The Never-Shipping Product

When you work as a professional programmer, you almost always know somebody (or are somebody) who’s going through one of the most common development horror stories in the book:

“We started working on this project five years ago, and the technology we were using/making was modern then, but it’s obsolete now. Things keep getting more and more complex with this obsolete technology, so it keeps getting less and less likely that we’ll ever finish the project. But if we re-write, we could be here for another five years!”

Another popular one is: “We can’t develop fast enough to keep up with modern user needs.” Or, “While we were developing, Google wrote a product better than ours much faster than us.”

When I hear things like that, the first thing I ask myself is “How did that happen? Why did it take so long for them to finish their product that they ran into that problem?”

The answer lies in complexity. The more complex a task is, the harder it is to complete it. So you start out with something simple that can be completed in one month. Then you add complexity, and the task will take three months. Then you take each piece of that and make it more complex, and the task will take nine months.

Complexity builds on complexity–it’s not just a linear thing. It’s not like, “We have ten features, and so adding one more will only add 10% more time.” No, one new feature will have to be coordinated with all ten of your existing features. So if just the feature itself takes 10 hours of coding time, there will be another hour of coding time for that feature interacting with each other feature. The more features there are, the higher the cost gets of adding a feature.

Some projects start out with such a complex set of requirements that they never get a first version out. If you’re in this situation, you should just trim features. Don’t shoot for the moon in your first release–get out something that works and make it work better over time.

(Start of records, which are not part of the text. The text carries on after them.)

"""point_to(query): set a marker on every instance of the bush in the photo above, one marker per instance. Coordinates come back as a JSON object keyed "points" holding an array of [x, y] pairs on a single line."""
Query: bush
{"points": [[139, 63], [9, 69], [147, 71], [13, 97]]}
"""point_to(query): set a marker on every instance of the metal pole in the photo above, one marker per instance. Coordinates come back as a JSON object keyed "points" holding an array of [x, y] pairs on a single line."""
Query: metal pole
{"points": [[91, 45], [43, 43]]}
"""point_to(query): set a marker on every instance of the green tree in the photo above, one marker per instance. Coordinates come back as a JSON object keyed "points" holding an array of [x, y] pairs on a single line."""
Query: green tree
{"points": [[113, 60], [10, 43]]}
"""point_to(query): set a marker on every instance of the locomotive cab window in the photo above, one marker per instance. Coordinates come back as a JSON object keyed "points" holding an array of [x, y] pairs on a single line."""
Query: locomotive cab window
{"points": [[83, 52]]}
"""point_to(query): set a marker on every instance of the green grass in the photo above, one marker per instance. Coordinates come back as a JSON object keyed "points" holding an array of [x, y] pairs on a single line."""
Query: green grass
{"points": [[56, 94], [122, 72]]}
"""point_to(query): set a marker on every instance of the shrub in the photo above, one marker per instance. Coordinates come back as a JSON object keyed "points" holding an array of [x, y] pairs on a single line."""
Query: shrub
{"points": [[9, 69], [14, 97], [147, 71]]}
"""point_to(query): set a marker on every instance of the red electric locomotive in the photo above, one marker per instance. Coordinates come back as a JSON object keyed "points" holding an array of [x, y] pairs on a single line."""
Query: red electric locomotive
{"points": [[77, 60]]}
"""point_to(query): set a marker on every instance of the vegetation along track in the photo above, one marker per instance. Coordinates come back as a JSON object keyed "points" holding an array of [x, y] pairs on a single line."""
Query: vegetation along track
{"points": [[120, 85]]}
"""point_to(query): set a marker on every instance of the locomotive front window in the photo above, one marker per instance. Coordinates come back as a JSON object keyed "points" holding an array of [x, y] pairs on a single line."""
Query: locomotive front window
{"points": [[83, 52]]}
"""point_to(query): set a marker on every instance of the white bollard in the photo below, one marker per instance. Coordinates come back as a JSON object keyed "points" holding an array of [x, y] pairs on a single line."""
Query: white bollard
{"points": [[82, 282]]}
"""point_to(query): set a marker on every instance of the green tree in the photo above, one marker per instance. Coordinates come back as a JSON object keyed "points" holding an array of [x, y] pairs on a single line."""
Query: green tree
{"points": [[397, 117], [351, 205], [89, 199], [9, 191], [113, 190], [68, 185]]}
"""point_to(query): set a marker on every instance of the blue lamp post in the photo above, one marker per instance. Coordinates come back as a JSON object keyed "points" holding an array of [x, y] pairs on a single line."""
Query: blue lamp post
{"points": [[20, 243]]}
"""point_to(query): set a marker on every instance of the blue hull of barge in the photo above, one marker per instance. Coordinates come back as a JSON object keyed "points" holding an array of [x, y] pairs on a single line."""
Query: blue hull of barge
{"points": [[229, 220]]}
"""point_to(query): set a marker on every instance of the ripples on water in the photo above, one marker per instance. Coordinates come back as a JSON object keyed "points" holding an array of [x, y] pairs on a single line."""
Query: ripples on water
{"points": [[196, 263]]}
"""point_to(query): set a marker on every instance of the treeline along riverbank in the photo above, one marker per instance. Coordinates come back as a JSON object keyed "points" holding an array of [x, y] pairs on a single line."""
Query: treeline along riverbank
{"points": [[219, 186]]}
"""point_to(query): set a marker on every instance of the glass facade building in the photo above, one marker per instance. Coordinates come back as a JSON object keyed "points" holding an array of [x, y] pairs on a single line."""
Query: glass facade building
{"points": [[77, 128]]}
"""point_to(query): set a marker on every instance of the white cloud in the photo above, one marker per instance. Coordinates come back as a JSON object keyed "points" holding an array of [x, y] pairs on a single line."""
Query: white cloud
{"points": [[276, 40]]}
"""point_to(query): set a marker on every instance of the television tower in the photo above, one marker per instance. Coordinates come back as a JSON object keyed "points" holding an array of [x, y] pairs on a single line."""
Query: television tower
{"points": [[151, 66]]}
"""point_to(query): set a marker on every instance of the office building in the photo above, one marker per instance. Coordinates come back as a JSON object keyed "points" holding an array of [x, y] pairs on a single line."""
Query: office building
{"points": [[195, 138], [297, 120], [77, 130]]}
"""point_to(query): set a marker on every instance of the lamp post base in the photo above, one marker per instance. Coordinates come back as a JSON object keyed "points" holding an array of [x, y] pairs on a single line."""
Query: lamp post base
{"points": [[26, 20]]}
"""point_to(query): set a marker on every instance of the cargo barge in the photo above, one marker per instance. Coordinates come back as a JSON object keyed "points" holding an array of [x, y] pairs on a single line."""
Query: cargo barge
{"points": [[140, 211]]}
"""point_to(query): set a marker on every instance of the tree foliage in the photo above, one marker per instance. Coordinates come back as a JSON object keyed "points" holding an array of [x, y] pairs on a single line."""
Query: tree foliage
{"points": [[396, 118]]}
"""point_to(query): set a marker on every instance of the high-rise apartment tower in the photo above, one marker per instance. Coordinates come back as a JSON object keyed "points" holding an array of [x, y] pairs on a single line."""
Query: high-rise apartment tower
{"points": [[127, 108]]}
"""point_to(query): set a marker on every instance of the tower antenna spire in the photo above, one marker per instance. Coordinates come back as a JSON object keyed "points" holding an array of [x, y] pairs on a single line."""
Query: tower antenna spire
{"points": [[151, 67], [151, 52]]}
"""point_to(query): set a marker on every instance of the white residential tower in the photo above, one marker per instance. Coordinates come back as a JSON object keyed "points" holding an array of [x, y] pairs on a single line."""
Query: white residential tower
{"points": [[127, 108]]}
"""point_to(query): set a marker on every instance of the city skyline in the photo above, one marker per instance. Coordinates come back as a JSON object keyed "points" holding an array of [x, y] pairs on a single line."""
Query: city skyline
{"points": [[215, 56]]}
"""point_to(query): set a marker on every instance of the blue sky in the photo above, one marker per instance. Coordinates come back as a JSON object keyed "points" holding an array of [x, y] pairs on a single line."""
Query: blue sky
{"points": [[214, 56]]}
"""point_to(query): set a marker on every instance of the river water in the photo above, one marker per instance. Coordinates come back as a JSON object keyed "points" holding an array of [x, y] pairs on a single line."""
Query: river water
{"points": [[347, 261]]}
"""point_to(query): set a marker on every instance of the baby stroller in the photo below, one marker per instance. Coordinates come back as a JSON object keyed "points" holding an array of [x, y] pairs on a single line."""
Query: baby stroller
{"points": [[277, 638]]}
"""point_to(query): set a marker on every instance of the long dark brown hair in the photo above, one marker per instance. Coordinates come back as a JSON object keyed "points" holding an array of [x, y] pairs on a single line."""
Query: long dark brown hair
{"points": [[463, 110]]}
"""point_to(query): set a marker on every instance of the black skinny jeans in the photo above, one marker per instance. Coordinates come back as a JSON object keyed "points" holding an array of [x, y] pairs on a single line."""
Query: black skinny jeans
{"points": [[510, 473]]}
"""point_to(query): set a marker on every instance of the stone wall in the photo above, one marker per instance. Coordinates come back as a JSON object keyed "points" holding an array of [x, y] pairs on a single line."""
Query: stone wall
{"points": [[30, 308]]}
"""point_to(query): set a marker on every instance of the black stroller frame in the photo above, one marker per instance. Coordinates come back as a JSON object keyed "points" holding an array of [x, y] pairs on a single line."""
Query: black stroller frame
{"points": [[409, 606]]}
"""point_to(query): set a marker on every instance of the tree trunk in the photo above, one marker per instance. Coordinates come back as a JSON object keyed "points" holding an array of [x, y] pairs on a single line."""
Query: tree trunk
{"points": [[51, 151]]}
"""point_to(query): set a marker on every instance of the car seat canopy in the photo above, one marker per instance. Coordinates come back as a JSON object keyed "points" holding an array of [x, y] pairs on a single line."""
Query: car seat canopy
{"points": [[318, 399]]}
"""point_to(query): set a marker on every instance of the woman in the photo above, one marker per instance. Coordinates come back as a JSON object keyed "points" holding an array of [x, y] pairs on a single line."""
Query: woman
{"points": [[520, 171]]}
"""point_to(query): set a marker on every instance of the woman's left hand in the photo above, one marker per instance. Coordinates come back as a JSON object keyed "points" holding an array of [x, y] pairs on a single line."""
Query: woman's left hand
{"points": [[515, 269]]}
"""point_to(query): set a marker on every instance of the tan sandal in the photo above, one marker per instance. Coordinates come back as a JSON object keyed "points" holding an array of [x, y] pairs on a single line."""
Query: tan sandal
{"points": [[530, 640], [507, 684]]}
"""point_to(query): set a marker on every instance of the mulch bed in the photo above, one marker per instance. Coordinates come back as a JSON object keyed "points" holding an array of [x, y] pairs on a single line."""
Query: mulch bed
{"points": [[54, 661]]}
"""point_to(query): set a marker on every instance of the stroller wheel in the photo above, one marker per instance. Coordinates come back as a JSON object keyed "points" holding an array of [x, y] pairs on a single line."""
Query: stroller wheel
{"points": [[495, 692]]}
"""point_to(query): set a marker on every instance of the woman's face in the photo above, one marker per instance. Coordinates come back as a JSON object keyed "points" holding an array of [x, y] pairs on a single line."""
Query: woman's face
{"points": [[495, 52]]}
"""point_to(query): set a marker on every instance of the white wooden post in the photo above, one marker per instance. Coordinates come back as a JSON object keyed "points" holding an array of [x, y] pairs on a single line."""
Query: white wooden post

There are other ways to add complexity than just adding features, too. The most common other ways are:

  • Expanding the purpose of the software. Generally, just don’t ever do that. Your marketing droids might be drooling over the idea of “making a single piece of software that does your taxes and cooks dinner”, but you should be screaming as loud as you can whenever any suggestion like that comes near your desk. Stick to your purpose–your software just has to do what it does well, and you will succeed, if that purpose is something people need.
  • Adding programmers. Yes, that’s right–adding more people to the team adds complexity, it does not make things simpler. Remember The Mythical Man Month? What he says in there is true because of the complexity equation I explained higher up in this article–if you have ten programmers, adding an eleventh means spending time to groove in that one programmer, plus the time to groove in the existing ten programmers to the new guy, plus the time spent by the new guy interacting with the existing ten programmers.
  • Change things: Any time you change something, you’re adding complexity. Whether it’s a requirement, a design, or just a piece of code, you’re introducing the possibility of bugs, the time required to implement the change, the time required to validate that the new change works with all the other pieces of the software, the time required to decide upon the change, and the time required to track the change, and the time required to test the change. Each change builds on the last in terms of all this complexity, so the more you change, the more and more time each new change is going to take. It’s still important to make certain changes, but you should be making informed decisions about it, not just changing everything on a whim.
  • Lock-In to bad technologies. This is where you make a bad decision about your backend or libraries and then are stuck with it for a long time because you’re so dependent on it. Obviously “bad technology” is very subjective, but sometimes there are obvious good choices and obvious bad ones. For example, if you need an embedded scripting language, Lua is generally considered to be a good choice, and “write our own” would probably be one of the worse choices, depending on the situation. It’s definitely relative–it’s not like there’s only one good choice and all the rest are bad, but some choices might make your life easier than others.
  • Poor design or no design. Basically, this just means “a failure to plan for change.” Things are going to change, and that requires design work, to maintain simplicity while the project grows. Failing to do this can introduce massive complexity very fast, because suddenly each new feature quadruples the complexity of the code instead of just adding a little bit to the complexity.
  • Re-inventing the wheel. For example, if you invent your own protocol when a perfectly good one exists, you’re going to be spending a lot of time working on the protocol, when you could just be working on your software. You should basically never have any huge invented-in-house dependency, like a webserver, a protocol, or a major library, unless that is your product.

The thing about all of these is that they’re insidious. Most of them only do long-term damage–something you won’t see for a year or more. So when somebody proposes them, often they sound harmless! And even when you start implementing them, maybe they seem fine. But as time goes on–and particularly as more and more of these stack up–the complexity becomes more apparent and grows and grows and grows, until you’re another victim of that ever-so-common horror story: “The Never-Shipping Product.” (Which is nowhere near as cool as The Neverending Story, believe me.)